Another bike taxi driver who complained of the mistreatment of his "guild" by the authorities is Armando. "They've thrown up a bunch of obstacles against this trade, exercised by the self-employed," he says. "All they want is to get rid of us. Now to get a license they ask you for an endless list of papers and procedures, and even a medical checkup, which includes an eye exam, a blood test, and an X-ray. We have to pay for a driving course as if we were driving a car, and sometimes we have to pay to get things approved it, because they have got us cornered."
Luisón, who lives in Playa, went every day to Zanja, Prado, Malecón or Infanta, locations with lots of customers. "But now I can’t go beyond the Almendares Bridge. Even worse, almost all the pedicab operators are working without a license. The Tax Office is not issuing any new licenses, or renewing existing ones. And they won't explain why either."
In addition to these requirements, the State requires cycle rickshaws to bear a plate with their registration numbers, which they have to get at a workshop located in Bauta, outside Havana. "They picked a very remote place, apparently to discourage us," says Luisón. "And you have to go there pedaling, to demonstrate it’s in good technical condition. It's abusive. We must equip the vehicle with our own resources, upholster it, take it to the shop, and pay for the driving course, all before ever making a penny."
The continuous onslaught by state inspectors and police against this green means of transport, which requires no fuel, and does not pollute the air, sparked a demonstration by 50 pedicab operators in May of 2016. They parked in front of the Revolution Square to protest their poor working conditions and harassment by the State, but their situation did not improve. In fact, it worsened, with this new measure barring them from operating outside their municipalities.
Manolo, who was a P.E. teacher, and now earns more pedaling a cycle rickshaw, says they solve many problems for people. "Any time they knock on our door, we’re ready. Even in the wee hours. Whether it's to take a patient to a hospital, or transport a TV, or a mattress. We are cheaper than renting a truck. And we go anywhere, even if there’s a flood, or rough terrain."

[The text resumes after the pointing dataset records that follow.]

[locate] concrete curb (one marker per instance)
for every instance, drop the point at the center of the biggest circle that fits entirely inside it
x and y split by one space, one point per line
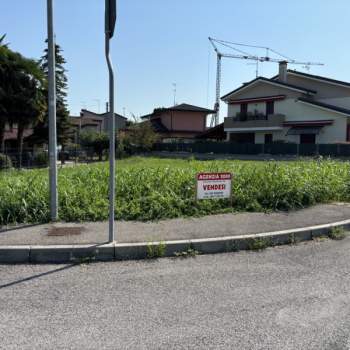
131 251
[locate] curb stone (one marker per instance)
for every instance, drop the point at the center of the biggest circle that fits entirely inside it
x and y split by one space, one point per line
132 251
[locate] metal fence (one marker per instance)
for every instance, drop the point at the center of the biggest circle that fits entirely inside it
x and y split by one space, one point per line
10 158
333 150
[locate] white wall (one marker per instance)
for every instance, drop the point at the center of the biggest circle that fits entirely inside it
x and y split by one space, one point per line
296 111
343 102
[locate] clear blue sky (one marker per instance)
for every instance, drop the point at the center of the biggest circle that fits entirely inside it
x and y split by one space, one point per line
159 42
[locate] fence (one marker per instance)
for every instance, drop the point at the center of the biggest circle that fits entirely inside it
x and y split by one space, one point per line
333 150
29 158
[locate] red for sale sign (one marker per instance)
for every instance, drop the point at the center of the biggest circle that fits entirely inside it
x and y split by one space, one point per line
214 185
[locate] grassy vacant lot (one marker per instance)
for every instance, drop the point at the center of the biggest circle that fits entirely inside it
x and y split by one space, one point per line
150 188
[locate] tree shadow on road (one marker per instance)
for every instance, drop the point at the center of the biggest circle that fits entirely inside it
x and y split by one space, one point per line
10 284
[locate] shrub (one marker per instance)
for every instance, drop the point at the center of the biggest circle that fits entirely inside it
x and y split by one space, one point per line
153 189
41 159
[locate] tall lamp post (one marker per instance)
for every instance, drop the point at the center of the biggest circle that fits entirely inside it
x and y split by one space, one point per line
52 114
110 19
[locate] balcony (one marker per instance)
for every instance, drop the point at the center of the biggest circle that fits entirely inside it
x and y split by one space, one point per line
259 121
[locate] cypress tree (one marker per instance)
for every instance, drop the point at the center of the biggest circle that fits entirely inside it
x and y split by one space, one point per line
41 132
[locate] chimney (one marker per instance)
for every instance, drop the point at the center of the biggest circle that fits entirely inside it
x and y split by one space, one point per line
282 76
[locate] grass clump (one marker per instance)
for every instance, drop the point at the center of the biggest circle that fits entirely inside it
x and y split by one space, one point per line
259 243
190 252
155 251
337 233
154 189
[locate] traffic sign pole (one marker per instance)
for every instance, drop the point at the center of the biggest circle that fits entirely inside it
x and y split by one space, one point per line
110 19
52 114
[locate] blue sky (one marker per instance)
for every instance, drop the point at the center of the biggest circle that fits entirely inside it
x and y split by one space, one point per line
159 42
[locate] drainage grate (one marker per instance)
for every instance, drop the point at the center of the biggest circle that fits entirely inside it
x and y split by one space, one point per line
64 231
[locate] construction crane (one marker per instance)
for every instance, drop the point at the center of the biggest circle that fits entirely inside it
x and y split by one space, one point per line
245 56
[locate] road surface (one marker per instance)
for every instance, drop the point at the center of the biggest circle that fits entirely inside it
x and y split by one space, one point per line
290 297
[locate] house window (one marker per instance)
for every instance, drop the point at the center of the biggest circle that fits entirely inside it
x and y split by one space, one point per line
308 138
244 108
270 107
268 138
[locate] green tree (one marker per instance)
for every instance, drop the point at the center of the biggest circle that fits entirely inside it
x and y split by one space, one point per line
97 142
64 134
21 93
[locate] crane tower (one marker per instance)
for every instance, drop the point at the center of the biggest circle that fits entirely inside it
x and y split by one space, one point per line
244 56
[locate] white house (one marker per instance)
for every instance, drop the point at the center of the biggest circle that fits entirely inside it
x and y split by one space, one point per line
290 107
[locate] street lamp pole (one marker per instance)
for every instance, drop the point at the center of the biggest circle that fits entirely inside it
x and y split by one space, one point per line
110 19
52 114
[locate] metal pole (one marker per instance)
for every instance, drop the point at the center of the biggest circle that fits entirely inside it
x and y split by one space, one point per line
112 137
52 114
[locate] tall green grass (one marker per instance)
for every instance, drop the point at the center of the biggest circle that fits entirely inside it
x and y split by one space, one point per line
150 189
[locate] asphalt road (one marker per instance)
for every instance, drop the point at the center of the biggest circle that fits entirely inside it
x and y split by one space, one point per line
290 297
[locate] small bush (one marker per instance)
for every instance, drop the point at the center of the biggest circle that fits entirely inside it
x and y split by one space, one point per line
41 159
259 243
337 233
155 251
5 162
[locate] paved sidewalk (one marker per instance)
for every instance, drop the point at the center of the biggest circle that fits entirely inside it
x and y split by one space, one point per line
205 227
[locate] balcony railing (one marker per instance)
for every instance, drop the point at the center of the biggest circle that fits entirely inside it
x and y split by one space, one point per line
254 121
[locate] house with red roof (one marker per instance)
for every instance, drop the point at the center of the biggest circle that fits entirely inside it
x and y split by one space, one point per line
291 107
183 121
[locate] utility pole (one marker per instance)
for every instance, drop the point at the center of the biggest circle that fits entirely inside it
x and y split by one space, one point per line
174 91
110 19
52 114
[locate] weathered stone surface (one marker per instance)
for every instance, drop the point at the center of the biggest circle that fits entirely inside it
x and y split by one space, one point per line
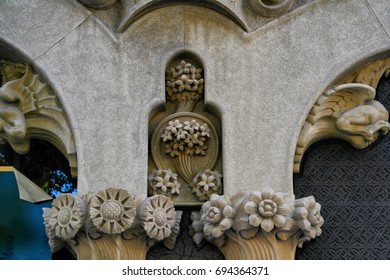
262 84
35 26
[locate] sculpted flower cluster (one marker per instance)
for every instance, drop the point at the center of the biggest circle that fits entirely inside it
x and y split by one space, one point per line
188 137
110 211
268 211
184 82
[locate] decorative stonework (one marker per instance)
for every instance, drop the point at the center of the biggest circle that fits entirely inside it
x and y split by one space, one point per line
184 139
163 182
348 112
257 225
112 211
117 225
207 183
271 8
29 109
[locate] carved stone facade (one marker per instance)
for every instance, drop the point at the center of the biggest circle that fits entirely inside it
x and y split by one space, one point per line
202 105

"The tough lives led by Cubans force us to scrap," says Pepecito, a school-age youth who put together a bike rickshaw and tries to earn money pedaling. "A lot of people also come from the countryside to use the pedicabs, and the disputes over the fares are tremendous."
"Now, with the new law keeping us from leaving the town, it’s worse. Yesterday I took a couple bound for the Bus Station, and had to leave them on the border of Central Havana and Revolution Square. They didn't want to pay me. I had to explain to them that it wasn't my fault, that the Government has prohibited it. They had to walk the last six blocks. Luckily, their suitcases had wheels. Otherwise they'd have had to pay for another rickshaw to get to the station," he explained.
The number of pedicab operators in the city is not known, but there are clearly many. Almost all of them are working without licenses, and unable to obtain them, harassed by inspectors and the police, and burdened by the many absurd laws designed to hinder their operations, such as this new "ban on operating outside one's municipality."